The event began with a smudge ceremony and land acknowledgement by Mitch Case, Region 4 Regional Councillor of the Metis Nation of Ontario.
Sault MPP Ross Romano made a statement prior to the event, as well as Ward 3 councillor Donna Hilsinger on behalf of the city in the mayor’s absence.
In his remarks immediately prior to the walk, father Michael Hayes said the phones at St. Mary’s Catholic Church have been ringing non stop.
“Over the past few weeks, the outreach, the support, the words of concern have really been astonishing.,” said Hayes.
Saultites have been offering support in a number of ways, said Hayes, including contributing toward humanitarian efforts and disaster relief, as well as addressing an interest in helping to house refugees that may eventually come to the Sault from Ukraine.
The hundreds who turned out for Sunday’s walk is just the most recent way the community has shown its support for the people of Ukraine.
“I didn’t really know what to expect,” said Hayes. “The turnout is very large and very encouraging. It’s very nice to see.”
“It’s a very wonderful gesture of solidarity and support, that’s for sure,” he added.
At the Zion Lutheran Church stop, pastor Brad Mittleholtz said he is offering prayers for the people of Ukraine, but also for the people of neighbouring nations who are afraid war will come knocking in countries like Finland, Lithuania Estonia and Latvia.
“I know some parishioners who lived through the last war as children who had to flee and have been worried for generations about Russia coming back,” Mittleholtz told SooToday. “This stirs up those childhood memories of terror.”
At the Sault Ste. Marie Mosque, Imam Saber Alkilani told SooToday it was important to show solidarity with the people of Ukraine.
“Part of our faith as Muslims, we have to support the victims, we have to support the oppressed people, so for that we came here to show our solidarity and give our condolences to the victims in Ukraine,” said Alkilani. “We hope Almighty will bring peace to earth.”
Alex Chornyj attended Sunday’s walk holding a Ukrainian flag and a t-shirt with the words ‘I (heart) Ukraine. His father opened a store called Chornyj’s-Hadke that lived on for 45 years before closing in 2015.
“We had the flag right on our sign and the name of the store was ‘Chornyj’s-Hadke,’ and in Ukrainian that meant ‘thoughts, notions and ideas,’” said Chornyj. “There are a lot of people with thoughts, notions and ideas about how to dispose of a tyrannical leader who is wrecking havoc on one nation.”
He said the images of war in the country his grandparents lived in are absolutely heartbreaking.
“I know my father is probably rolling in his grave seeing the destruction that is being done to a peaceful, loving people,” said Chornyj.

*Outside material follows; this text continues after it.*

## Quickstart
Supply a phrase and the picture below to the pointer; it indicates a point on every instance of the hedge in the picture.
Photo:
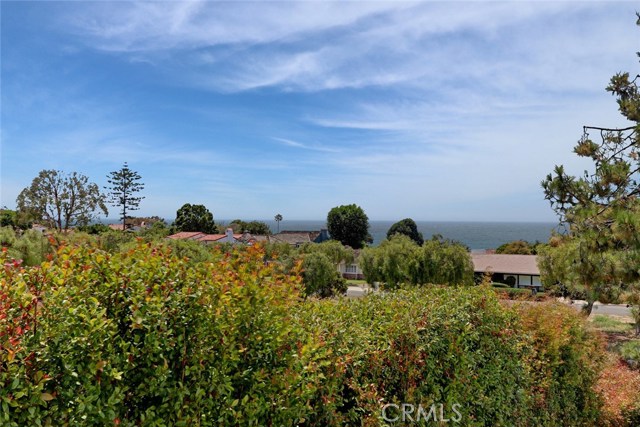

Standing among the crowd, Chornyj said he was uplifted by Sunday’s event.
“It makes you feel proud inside to know this many people feel so willing to come out and spend their time for such a worthy cause, to show their support, their love — not just for Ukraine, but for the entire world — because this easily can go beyond those borders and if it does, we all know where it can lead to,” he said.